Gemini 3.1 Pro: #1 APEX-Agents Score (Review)
Gemini 3.1 Pro: Google's Most Capable Agentic AI Model
At a Glance: Gemini 3.1 Pro is Google's frontier AI model released February 19, 2026, featuring a 1M token context window, 77.1% ARC-AGI-2 reasoning, 33.5% APEX-Agents (highest of any model), and a customtools variant optimized for multi-step agentic tool execution. Updated February 20, 2026.
Gemini 3.1 Pro is Google's latest frontier AI model (released February 19, 2026). Purpose-built for complex reasoning, multi-step tool use, and agentic workflows, it currently leads the APEX-Agents benchmark — the most demanding test of professional AI agent capabilities.
This guide covers everything you need to know about Gemini 3.1 Pro: benchmarks, capabilities, pricing, and how it compares to GPT-5.2, Claude Opus 4.6, and Gemini 3 Flash for agentic automation. For a full model comparison, see our Best AI Models for Automation 2026 guide.
Key Capabilities
1M Token Context Window
Gemini 3.1 Pro supports up to 1 million input tokens — the largest context window of any production AI model alongside Gemini 3 Flash. This enables processing entire documents, lengthy email threads, multi-page reports, and extensive conversation histories in a single pass — no chunking, no information loss.
77.1% ARC-AGI-2 Reasoning
On ARC-AGI-2, a benchmark that tests an AI model's ability to solve entirely new logic patterns it has never seen before, Gemini 3.1 Pro scored 77.1% — more than double the reasoning performance of its predecessor, Gemini 3 Pro (~37%). This is the highest ARC-AGI-2 score of any production model as of February 2026.
33.5% APEX-Agents — Leading the Agentic Benchmark
APEX-Agents is the most demanding benchmark for professional AI agent work, testing cross-application tasks from investment banking, management consulting, and corporate law.

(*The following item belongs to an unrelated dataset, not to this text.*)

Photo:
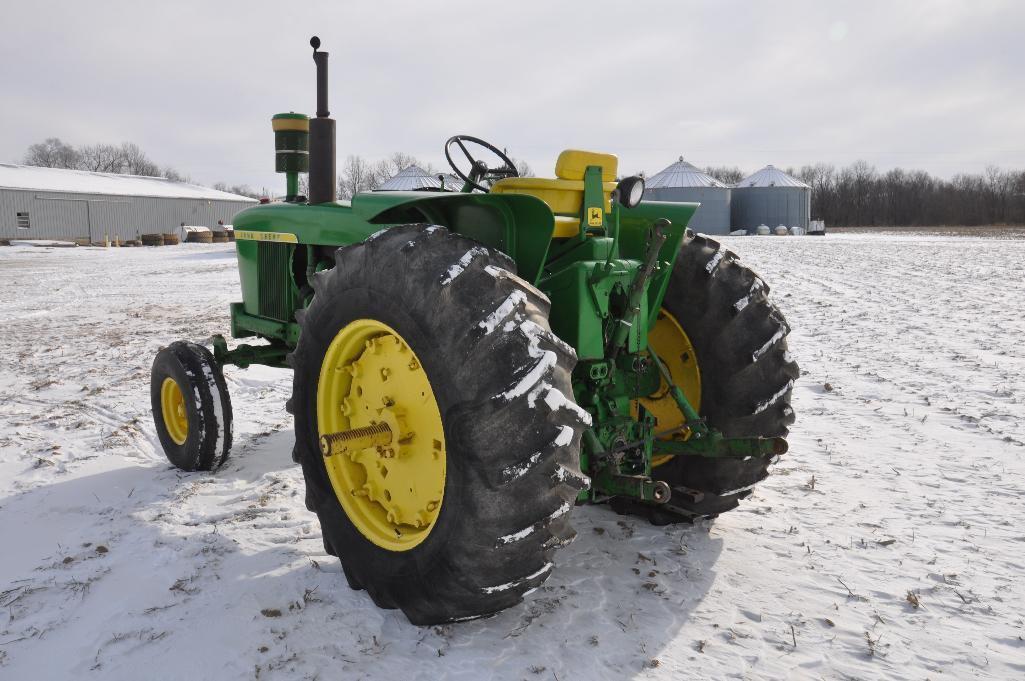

Gemini 3.1 Pro leads the leaderboard at 33.5% — nearly double Gemini 3 Pro's 18.4%, and ahead of Claude Opus 4.6 (29.8%) and GPT-5.2 (23.0%).
Built-In Custom Tool Execution
For a deep dive on how tool calling benchmarks compare across models, see our Best AI Model for Tool Calling 2026 guide.
Gemini 3.1 Pro includes a specialized variant — gemini-3.1-pro-preview-customtools — optimized for multi-step tool execution in agentic workflows. This variant is designed for:
- Higher tool precision: Fewer incorrect API calls, better parameter extraction
- Multi-step orchestration: Planning and executing chains of tool calls efficiently
- Edit-then-test loops: Strong performance on iterative tool usage patterns
80.6% SWE-Bench Verified
On SWE-Bench Verified (real-world software engineering tasks), Gemini 3.1 Pro scores 80.6% — effectively tied with Claude Opus 4.6 (80.8%) and ahead of Gemini 3 Flash (78%).
69.2% MCP-Atlas
On MCP-Atlas, which measures tool coordination across MCP (Model Context Protocol) servers, Gemini 3.1 Pro leads at 69.2% — ahead of Claude Sonnet 4.6 (61.3%) and Claude Opus 4.6 (60.3%).
65,536 Output Tokens
With up to 65K output tokens, Gemini 3.1 Pro can generate comprehensive reports, detailed summaries, and lengthy code outputs — essential for workflows that produce multi-page documents or complex data analyses.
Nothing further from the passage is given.